RG Revista — La historia de Nemesio Oseguera Cervantes no empezó en Tapalpa. Empezó en los años noventa, en Michoacán, en las filas del grupo conocido como los Valencia, también llamado Cártel del Milenio. Era un entorno criminal que formó a varios de los operadores más peligrosos del narcotráfico mexicano contemporáneo. El Mencho aprendió ahí la lógica de la organización, la disciplina del silencio y el valor operativo de la lealtad vertical. Lo que construyó después fue una versión amplificada y mucho más violenta de ese mismo modelo.
A partir del 2010, ya como líder del naciente Cártel Jalisco Nueva Generación, Oseguera Cervantes condujo a la organización con una brutalidad que la distinguió de sus contemporáneas: ataques directos contra fuerzas federales, emboscadas a helicópteros militares, bloqueos masivos como instrumento de presión política. El CJNG no negoció territorios con el Estado; los confrontó. Esa audacia le ganó enemigos institucionales de larga memoria y un expediente judicial creciente en dos países.
En mayo de 2016, Estados Unidos lo incluyó en su lista de fugitivos más buscados, requerido por una corte federal del Distrito Oeste de Texas. En agosto de 2018, la Fiscalía General de la República ofreció 30 millones de pesos de recompensa por información que llevara a su captura. En diciembre de 2024, el gobierno de Estados Unidos elevó la apuesta a 15 millones de dólares. Durante ese mismo período, el CJNG expandió su presencia a más de veinte estados mexicanos y estableció vínculos con redes de distribución en Europa, Asia y Oceanía. La recompensa crecía; el hombre seguía libre.

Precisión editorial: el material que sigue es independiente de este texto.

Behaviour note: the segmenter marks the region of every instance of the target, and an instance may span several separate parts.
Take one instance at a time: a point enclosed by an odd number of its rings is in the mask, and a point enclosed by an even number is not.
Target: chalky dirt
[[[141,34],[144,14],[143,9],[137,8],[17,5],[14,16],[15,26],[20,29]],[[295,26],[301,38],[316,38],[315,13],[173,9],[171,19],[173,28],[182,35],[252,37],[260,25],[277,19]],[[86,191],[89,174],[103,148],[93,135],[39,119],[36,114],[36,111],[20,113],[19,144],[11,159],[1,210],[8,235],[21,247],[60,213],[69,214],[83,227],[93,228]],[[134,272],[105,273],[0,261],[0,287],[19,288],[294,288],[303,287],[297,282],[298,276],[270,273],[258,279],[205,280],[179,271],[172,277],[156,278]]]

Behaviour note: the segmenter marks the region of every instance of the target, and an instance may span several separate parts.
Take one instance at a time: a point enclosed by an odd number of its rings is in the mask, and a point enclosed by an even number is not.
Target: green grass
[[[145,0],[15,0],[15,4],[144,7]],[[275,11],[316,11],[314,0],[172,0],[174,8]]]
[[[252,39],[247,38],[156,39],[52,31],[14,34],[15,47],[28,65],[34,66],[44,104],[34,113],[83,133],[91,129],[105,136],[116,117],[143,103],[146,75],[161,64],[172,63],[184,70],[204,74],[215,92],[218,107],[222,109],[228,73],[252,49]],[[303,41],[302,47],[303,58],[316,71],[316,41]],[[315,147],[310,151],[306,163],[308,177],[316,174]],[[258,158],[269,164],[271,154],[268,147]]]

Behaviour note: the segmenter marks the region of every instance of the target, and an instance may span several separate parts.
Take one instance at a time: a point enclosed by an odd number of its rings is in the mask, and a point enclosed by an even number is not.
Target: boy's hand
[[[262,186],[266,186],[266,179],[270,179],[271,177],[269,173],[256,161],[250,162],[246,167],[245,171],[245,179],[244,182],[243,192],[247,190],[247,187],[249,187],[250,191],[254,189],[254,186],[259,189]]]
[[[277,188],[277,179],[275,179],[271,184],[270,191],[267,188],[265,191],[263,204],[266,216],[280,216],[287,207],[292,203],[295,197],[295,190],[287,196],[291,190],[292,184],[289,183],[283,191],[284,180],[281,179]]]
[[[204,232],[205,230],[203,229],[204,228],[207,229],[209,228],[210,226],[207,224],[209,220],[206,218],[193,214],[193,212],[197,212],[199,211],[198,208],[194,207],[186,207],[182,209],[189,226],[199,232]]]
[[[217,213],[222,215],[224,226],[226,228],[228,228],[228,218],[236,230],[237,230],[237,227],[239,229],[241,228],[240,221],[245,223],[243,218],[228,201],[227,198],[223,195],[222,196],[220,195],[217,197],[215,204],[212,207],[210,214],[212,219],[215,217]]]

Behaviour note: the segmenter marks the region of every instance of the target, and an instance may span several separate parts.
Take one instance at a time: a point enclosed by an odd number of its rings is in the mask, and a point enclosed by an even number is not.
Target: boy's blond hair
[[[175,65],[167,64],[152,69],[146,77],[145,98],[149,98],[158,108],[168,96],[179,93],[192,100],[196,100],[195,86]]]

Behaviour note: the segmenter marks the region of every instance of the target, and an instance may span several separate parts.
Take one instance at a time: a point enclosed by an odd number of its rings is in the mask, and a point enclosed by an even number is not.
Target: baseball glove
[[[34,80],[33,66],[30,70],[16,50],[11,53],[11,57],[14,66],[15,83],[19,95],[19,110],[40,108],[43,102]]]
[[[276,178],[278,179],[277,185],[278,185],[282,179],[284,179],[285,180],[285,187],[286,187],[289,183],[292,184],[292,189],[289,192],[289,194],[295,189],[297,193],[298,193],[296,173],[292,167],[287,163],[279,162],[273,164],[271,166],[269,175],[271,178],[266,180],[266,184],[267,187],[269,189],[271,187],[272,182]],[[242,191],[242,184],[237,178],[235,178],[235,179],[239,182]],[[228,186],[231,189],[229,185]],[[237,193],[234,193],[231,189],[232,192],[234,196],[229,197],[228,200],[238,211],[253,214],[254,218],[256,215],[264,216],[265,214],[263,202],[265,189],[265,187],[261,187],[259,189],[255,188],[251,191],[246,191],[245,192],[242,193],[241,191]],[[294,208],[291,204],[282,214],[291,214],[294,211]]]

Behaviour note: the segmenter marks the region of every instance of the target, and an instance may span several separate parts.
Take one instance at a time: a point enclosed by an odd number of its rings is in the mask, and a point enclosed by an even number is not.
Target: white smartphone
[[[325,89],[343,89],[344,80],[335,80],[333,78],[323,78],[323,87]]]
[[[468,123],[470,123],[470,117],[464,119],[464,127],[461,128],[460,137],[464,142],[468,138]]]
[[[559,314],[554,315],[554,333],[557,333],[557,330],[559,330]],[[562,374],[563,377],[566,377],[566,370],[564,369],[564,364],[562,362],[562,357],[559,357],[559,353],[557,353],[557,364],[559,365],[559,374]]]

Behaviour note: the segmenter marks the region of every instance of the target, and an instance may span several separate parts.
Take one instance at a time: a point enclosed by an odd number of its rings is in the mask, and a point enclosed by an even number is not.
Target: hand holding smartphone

Lo que sostuvo esa impunidad durante tres décadas no fue solo la habilidad táctica de El Mencho para moverse entre la sierra jalisciense. Fue una combinación de inteligencia operativa —círculos de confianza reducidos, comunicaciones segmentadas, rotación permanente de refugios—, de recursos económicos prácticamente inagotables, y de una estructura organizacional diseñada para funcionar con o sin el líder visible. El CJNG bajo Oseguera Cervantes se convirtió en la organización criminal más poderosa de México no a pesar de la presión del Estado, sino en parte gracias a ella: cada operativo fallido reforzó su leyenda y su capacidad de reclutamiento.
La pregunta que su muerte deja abierta no es quién lo reemplazará —hay mandos regionales y cuadros operativos entrenados para eso— sino si el Estado mexicano aprendió algo de tres décadas de persecución. La captura definitiva llegó en el momento en que la inteligencia se volvió suficientemente precisa para localizar a una persona que había pasado años moviéndose entre la maleza. Ese nivel de precisión, sostenido como política de Estado en lugar de aplicado como golpe aislado, es lo único que puede alterar de manera duradera el mapa del crimen organizado en México.